Monday, May 30, 2005

Rise of the Breckenridge Welcome Center

The new Breckenridge Welcome Center is is being build on Main Street right next to the Blue River Plaza. And it's being build inside a historic log cabin.

The log cabin was discovered when the town started tearing down the existing structure on the site and found the log cabin - surrounded and hidden by the existing structure. The renovated and restored building will replace the existing, smaller downtown information and activities center presently located in the Rounds building.

In addition to becoming the new information area, the Welcome Center will eventually offer centralized ticketing for a variety of performances year-round. It will also contain an interpretive center for Breckenridge's history. Exhibits will tell the story of Breckenridge's rich mining history and describe the lives of some of the colorful characters from the past. The cabin will be fully restored and will help describe the historic setting that makes Breckenridge unique.

The new center's anticipated opening is the end of 2005.

Thursday, May 12, 2005

Summit County Teachers OK New Contract

Summit County teachers have agreed to a new three-year contract. It required substantial sacrifices from both teachers and district officials.

The new teacher-approved contract gives teachers, support staff and administrators, on average, a 3 percent raise over this year's salaries.

In order to achieve the 3 percent average salary increase, teachers agreed to implement a salary ceiling of $65,000.

Due to next year's tight budget and the possibility of changes in state funding in future years, negotiators on both sides have determined to come back to the table on a quarterly basis to renegotiate salary and benefits beyond the 2005-06 school year.

The school board will now vote on the contract.

Saturday, May 07, 2005

Regional Plan for Interstate 70

This week representatives from 34 towns and counties belonging to the I-70 Mountain Corridor Coalition are meeting to try and come to a unanimous answer about improvements to the interstate roadway.

Each jurisdiction sent three-member delegations, including elected officials, community administrators, planners, engineers and business community representatives.

Billed as a search for consensus on a regional plan for the stretch of highway between C-470 in Denver and west to Glenwood Springs, the transportation pow-wow hopes to come up with a plan to ease the congestion in this corridor.
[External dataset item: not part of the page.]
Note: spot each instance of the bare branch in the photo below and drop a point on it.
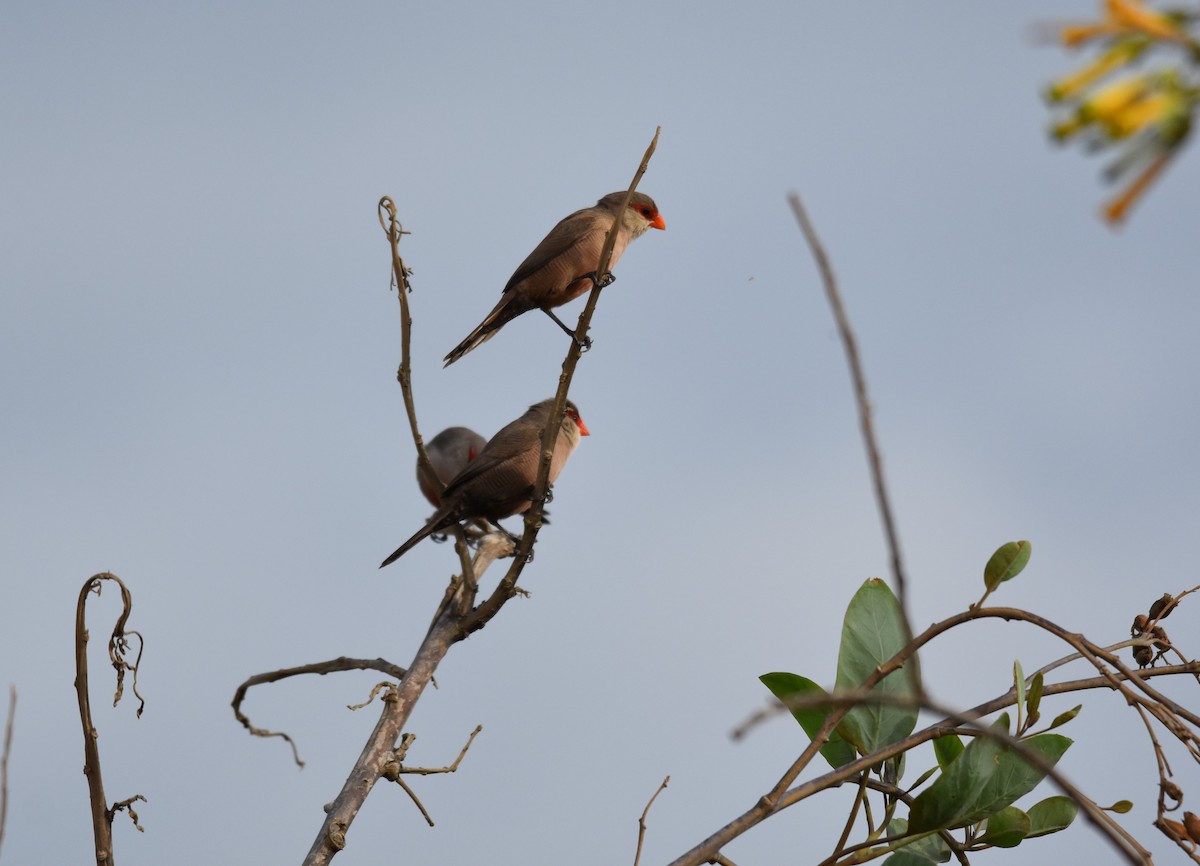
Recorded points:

In the most optimistic vision, some planners and community activists sense an opportunity to get it right: to tackle the issue with a far-sighted perspective that will be judged kindly by history.

Sunday, May 01, 2005

Summit County's Towns Chime in on the Widening of I-70

Interstate 70 from Denver to Vail has become so congested with traffic over the past 10 years, something has to be done. The question is what. The alternatives run the gamut: from a magnetically levitated monorail to boring more tunnels and making it a 6-lane highway.

Some of tha alternatives that have been proposed:

  • Six-lane highway between the Eisenhower Tunnel and Floyd Hill and through Down Canyon in Eagle County, with minimum travel speed of 55 mph. Cost $2.4 billion.
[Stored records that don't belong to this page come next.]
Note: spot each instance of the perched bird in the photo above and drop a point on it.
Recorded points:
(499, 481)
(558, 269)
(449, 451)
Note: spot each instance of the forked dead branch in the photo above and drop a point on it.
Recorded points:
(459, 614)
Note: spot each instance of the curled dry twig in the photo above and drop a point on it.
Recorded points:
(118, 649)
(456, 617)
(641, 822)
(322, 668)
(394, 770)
  • Six-lane highway, same as above, with the addition of tunnels to accommodate minimum speeds of 65 mph.

  • Dual Mode Bus in Guideway. Exclusive guideway for dual electric and diesel powered bus systems in the I-70 median eastbound from Silverthorne to the Eisenhower Tunnel and a bi-directional guideway from the tunnel to C-470 in Denver. Cost: $3.5 billion.
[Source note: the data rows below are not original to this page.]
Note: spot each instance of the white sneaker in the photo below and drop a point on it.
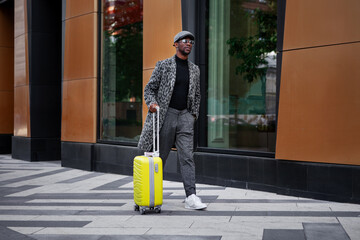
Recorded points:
(194, 202)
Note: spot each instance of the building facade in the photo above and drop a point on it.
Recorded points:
(280, 110)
  • Six-lane highway and preserve space for future rail transit in the median. Cost: $2.8 billion.

The town of Silverthorne doesn't know which plan it supports as of yet. After a recent meeting of the town council, the only agreement was to try and reach an agreement at a future meeting.

Dillon is for six-laning.

Town Manager Jack Benson said, "part of the issue is (the council) felt the transit piece, and even the set aside for future transit, wasn't a practical alternative to the traveling culture."

Frisco has agreed to support several options. The no action and minimal action alternatives and the long-term solutions for 30-plus years will be advocated.

Breckenridge suports expanding I-70 to six lanes, while leaving room for some kind of mass transit down the road.

Concilmember J.B. Katz said, "We didn't want a mass transit plan to move forward first that could hurt the resorts in Summit county."

And the Summit County commissioners are still thinking about it all - they have not officially decided on what action they will support.